En el Club Siglo XXI de Madrid fui excesivamente abrazado una tarde de conferencias. Aquella buena idea de Antonio Guerrero-Burgos dejó de serlo y se convirtió en un tostón. Pero esa tarde me presenté, y un tipo me abrazó con desmesura, larga y cariñosamente, y creo recordar que me osculeó un moflete. Lo curioso es que no lo conocía. No lo había visto en mi vida, y me sorprendió el frenesí. Sí guardo en mi memoria lo que me dijo mientras procedía a despachurrarme: «Ya sabes, cuando vayas a Valencia, me llamas, que yo te lo arreglo todo». Repuesto del choque anímico y de nuevo colocada la corbata en su sitio, pregunté al primero que pasó a mi lado. «Y ese tipo tan abrazador, ¿quién és?». Su respuesta fue lacónica pero precisa. «Es el Bigotes».
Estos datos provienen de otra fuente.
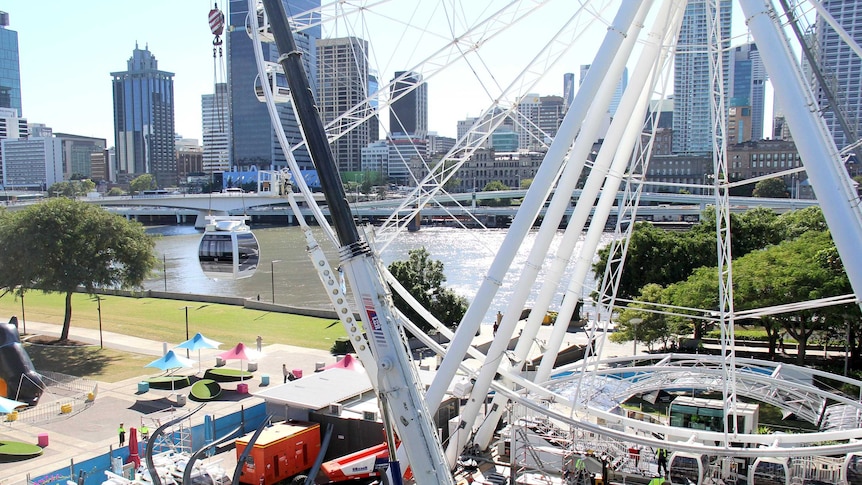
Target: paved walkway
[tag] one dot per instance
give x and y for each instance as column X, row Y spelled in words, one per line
column 94, row 430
Fui a Valencia, no le llamé y a Dios gracias no me arregló nada. En Valencia el que me arregla todo es mi gran amigo Iñaki Zaragüeta, Delegado de LA RAZÓN en el viejo Reino, cuya capital gobierna hoy en día un fantoche de Podemos. Iñaki me informó del personaje con pelos y señales, los primeros más evidentes. Aquel «Bigotes» que tanto me abrazó sin conocerme se me antojó el no va más de la cursilería andante. Más cursi aún que el inicio de un poema de Carmen Loyzaga que leí en la juventud: «Dejadme bordar al sol mariposas y cerezas». Algo tremendo.

En España la Justicia es lenta pero inexorable, excepto si el acusado es Jordi Pujol. En tal caso es lenta y exorable, porque así lo han decidido entre unos pocos. Y aquel «Bigotes» se sienta hoy en el banquillo acusado de graves delitos económicos relacionados con el caso «Gürtel». Él, como Correa, han decidido contarlo todo para colaborar con la Justicia. Llevan diez años de silencios y mentiras y se han convertido en ejemplares ciudadanos acusadores. De ladrones a fiscales. El objetivo no es otro que Francisco Camps, al que quieren responsabilizar de la corrupción del PP en Valencia. A Camps se le persiguió por un ridículo asunto de trajes que el Supremo zanjó a favor del entonces Presidente de la Generalidad Valenciana. Y en diez años, no se ha podido demostrar que se llevara un euro de dinero público a su bolsillo. Por otra parte, y como recuerda Arcadi Espada, la amistad del «Bigotes» con Camps era tan estrecha, que en la grabación de una charla telefónica con el entonces director del «Canal 9», Pedro García, el abrazador define a Camps con la condescendencia que procura una estrecha amistad. «Camps es un cagón, un cerdo, un hijoputa y un mierda». Me figuro que todo ello por no haberle recibido en su despacho oficial. Un político investigado y analizado con un admirable derroche de esfuerzos periodísticos y al que no se le descubre en diez años culpa alguna de apropiación indebida, merece un respeto. Y los principales forajidos de la trama «Gürtel», ya pueden cantar La del Soto del Parral con un decenio de retraso. Recuerda un poco el caso al de Javier De la Rosa, que amenazó con acabar con la Corona si soltaba el pico. La Corona siguió en su sitio y De la Rosa acabó en la cárcel.

Las palabras hay que enriquecerlas con evidencias documentales y documentadas, y no parece que Correa, el Bigotes, Crespo, y demás filibusteros de la «Gürtel» encuentren con diez años de retraso lo que les habría aliviado o favorecido en su momento. He saludado a Camps, sin abrazos, tres veces en mi vida. No defiendo a un amigo. Me limito a recordar que en diez años de persecución afanosa, no se ha podido demostrar indecencia personal en sus actos. Otra cosa es su posible responsabilidad por no haber actuado con mayor contundencia con algunos de sus compañeros del Partido Popular. La corrupción está en las personas, no en el Partido. Pero de ahí a que la palabra de dos mentirosos forajidos reemplacen a las del fiscal, media un océano.